The Uptown Theater was a sea of white folding chairs last night. It ain’t no CBGB. I couldn’t remember the last time I went to a show where people actually sat in seats, but it didn’t matter; once David Byrnepulled out the hits, people jumped to their feet.
Byrne emerged from the wings in bleach-white skinny pants and a white shirt that matched his sharp white hair, and relayed the story behind the tour. His longtime buddy, musical innovator Brian Eno, had a batch of songs with no words just lying around unused, like a garage full of gassed-up convertibles waiting to be taken for a spin. Byrne agreed to listen to them and see if lyrics struck him, and if Eno liked what he came up with, they’d continue from there.
The result is the Internet-released album Everything That Happens Will Happen Today. Byrne was joined onstage by a ten-piece ensemble of three backup singers, three dancers, a bassist, two percussion players and a keyboardist – all dressed in blinding white. Given the amount of sweat poured onto the stage, this tour’s laundry bill must be a killer.
When Byrne launched into the first song – I didn’t download the new album before the show, and honestly, I don’t think many people in the audience had, either – the wall of warm sound enveloped us like I’d forgotten live music could. The last two shows I attended were both mainly electronic: M.I.A and Santogold in Lawrence. They were great, but David Byrne kicks their DJ-backed asses. The effect, with white-clad modern dancers slingshotting each other around the stage, was like a beach party where world-music influences collide, reminding me of that quote about everyone fucking until we’re all the same color. Not that the color would end up being white, but that white is the absence of color. Feel me?
Byrne performed several of the new songs in a row, pulling instruments from all kinds of influences, including a Spanish flamenco percussion box and a Hammond organ keyboard effect. One song was overly jarring and jangly and full of piercing, fake-bird calls, but was almost redeemed by a backup singer’s African-inspired wailing. [This song is "Help Me Somebody", from the 1981 Byrne/Eno album My Life in the Bush of Ghosts —ed. ]
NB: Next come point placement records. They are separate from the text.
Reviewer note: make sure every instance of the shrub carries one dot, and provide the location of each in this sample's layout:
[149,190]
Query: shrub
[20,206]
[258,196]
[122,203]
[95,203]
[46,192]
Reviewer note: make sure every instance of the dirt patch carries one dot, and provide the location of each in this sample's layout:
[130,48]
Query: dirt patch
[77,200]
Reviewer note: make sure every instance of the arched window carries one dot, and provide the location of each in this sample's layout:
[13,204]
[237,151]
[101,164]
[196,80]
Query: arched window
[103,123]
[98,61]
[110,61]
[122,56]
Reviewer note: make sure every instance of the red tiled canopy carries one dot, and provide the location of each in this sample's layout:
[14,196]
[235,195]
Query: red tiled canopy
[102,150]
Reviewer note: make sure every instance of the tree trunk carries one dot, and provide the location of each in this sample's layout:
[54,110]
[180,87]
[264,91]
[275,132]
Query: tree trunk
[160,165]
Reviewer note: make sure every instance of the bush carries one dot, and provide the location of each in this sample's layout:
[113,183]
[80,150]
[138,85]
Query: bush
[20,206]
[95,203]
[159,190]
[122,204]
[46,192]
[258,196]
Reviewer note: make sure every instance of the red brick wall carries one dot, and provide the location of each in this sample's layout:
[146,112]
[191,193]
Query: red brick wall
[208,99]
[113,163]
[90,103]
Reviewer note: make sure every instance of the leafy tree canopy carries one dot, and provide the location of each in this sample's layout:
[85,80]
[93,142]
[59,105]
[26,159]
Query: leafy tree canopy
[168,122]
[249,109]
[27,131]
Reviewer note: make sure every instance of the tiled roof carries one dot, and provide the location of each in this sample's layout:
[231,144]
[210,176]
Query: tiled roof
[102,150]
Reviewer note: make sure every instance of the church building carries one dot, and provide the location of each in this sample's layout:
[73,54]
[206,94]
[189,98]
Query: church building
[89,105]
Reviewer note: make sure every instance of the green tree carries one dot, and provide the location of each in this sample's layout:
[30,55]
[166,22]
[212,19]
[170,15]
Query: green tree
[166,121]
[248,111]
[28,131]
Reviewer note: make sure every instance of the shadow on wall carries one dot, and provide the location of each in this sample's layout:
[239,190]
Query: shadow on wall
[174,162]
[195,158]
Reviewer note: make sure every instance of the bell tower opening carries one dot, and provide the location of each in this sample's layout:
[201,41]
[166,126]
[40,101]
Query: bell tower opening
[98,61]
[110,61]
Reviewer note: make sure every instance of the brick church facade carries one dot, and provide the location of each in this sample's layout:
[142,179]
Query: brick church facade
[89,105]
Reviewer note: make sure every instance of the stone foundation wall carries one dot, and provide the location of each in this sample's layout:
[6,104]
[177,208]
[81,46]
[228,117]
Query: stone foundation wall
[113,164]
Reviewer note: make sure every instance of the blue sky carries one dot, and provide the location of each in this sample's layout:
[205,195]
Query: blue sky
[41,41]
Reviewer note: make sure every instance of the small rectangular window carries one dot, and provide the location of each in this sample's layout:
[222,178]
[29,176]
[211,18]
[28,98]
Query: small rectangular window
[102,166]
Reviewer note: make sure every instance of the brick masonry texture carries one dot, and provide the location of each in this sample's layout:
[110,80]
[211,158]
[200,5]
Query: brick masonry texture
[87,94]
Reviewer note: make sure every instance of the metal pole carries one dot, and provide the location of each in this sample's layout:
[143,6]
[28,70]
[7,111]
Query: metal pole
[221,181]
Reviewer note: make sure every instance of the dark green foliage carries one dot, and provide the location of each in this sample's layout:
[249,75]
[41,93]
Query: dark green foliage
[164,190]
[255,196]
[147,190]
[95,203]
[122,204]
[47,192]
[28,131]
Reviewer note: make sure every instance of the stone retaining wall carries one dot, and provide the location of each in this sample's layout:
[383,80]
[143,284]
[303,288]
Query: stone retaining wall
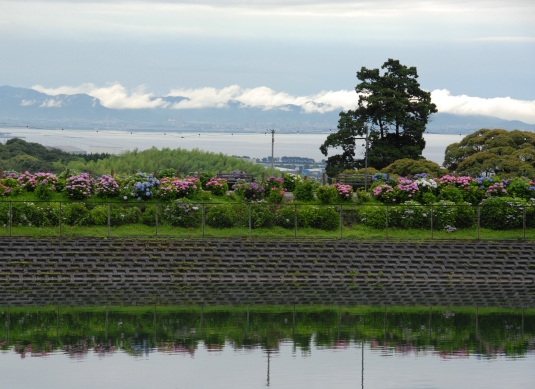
[91,271]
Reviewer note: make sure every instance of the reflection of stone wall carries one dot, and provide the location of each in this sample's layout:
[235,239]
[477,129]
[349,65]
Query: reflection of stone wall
[237,271]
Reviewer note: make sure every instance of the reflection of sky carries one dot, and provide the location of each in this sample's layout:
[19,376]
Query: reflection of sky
[252,145]
[230,368]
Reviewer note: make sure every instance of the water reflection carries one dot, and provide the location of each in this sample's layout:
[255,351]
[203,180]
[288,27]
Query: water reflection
[447,333]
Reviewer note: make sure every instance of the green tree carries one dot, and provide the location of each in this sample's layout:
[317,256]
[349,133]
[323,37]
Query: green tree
[409,167]
[394,110]
[487,152]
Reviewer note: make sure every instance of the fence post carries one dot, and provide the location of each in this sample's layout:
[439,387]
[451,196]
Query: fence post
[109,216]
[156,216]
[341,221]
[432,221]
[249,214]
[478,221]
[386,221]
[10,218]
[295,220]
[203,218]
[60,218]
[524,223]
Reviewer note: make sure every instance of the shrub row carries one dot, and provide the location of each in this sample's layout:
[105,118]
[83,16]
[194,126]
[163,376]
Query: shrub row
[495,213]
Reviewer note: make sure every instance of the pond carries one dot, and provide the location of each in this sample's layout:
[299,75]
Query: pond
[266,346]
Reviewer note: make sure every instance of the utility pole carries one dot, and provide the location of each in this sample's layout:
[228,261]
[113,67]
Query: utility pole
[272,149]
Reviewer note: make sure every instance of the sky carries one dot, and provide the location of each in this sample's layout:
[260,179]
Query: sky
[475,56]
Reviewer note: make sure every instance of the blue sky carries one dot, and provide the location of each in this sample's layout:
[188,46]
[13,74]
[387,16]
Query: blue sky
[476,56]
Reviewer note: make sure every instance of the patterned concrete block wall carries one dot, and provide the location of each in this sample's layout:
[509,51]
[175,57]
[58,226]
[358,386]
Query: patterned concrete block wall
[90,271]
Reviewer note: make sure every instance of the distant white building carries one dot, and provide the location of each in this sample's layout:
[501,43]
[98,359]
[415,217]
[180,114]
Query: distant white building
[106,150]
[69,149]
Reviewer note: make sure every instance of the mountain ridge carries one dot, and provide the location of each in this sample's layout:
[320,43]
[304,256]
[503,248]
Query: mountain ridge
[28,107]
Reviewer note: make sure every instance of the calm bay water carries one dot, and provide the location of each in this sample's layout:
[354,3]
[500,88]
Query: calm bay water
[279,347]
[241,144]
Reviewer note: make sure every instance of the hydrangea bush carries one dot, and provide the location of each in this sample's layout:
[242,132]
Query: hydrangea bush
[79,187]
[218,186]
[106,187]
[249,191]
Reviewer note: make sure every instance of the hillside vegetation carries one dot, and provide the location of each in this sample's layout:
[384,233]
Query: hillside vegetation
[19,155]
[183,161]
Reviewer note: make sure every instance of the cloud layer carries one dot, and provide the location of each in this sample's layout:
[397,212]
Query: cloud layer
[116,96]
[113,95]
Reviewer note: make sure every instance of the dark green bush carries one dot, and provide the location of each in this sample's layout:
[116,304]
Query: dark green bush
[373,216]
[327,194]
[304,190]
[75,214]
[183,213]
[285,217]
[451,193]
[410,214]
[502,213]
[262,216]
[324,218]
[221,216]
[148,216]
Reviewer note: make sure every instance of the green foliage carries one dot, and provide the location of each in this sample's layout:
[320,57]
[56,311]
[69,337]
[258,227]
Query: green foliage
[487,152]
[148,216]
[520,187]
[249,191]
[409,167]
[222,216]
[327,194]
[450,193]
[410,214]
[373,216]
[304,191]
[168,172]
[502,213]
[17,154]
[75,214]
[290,180]
[119,215]
[183,213]
[429,198]
[324,218]
[395,111]
[262,216]
[285,217]
[275,196]
[447,215]
[181,160]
The new stuff was pretty great, but when Byrne eventually played a Talking Heads hit, “Heaven,” a wave of relieved recognition spread through the crowd. Byrne also played “Crosseyed and Painless,” and “Life During Wartime.” On the latter, in the lyrics about tapping phone lines, Byrne emphasized, I know that that ain’t allowed. It was clear where he stood from the beginning, after he’d paraphrased the lyrics to one of his new songs, saying, “Everything will change one fine day – that day will be November 4th.”
He might be getting up there in years, but Byrne had it in him to play three encores, and danced the hardest during the second one. At one point, dude was playing guitar while running in place.
“Take Me to the River”
“The Great Curve”
“Burning Down the House”
“Everything that Happens will Happen Today”
Personal bias: I enjoy the Trick Daddy and Cee-lo version of “Sugar on My Tongue” as much as the Talking Heads version.
Random detail: Star music critic Tim Finn and I chose the same song from the new album as our cue to get up to pee. Also: Democratic political operative Steve Glorioso and family snuck out after the second encore.
By the way: The big David Byrne fan next to me said that of all the times he’s seen Byrne live, he’s never seen Byrne perform his favorite Talking Heads song “The Great Curve” until now.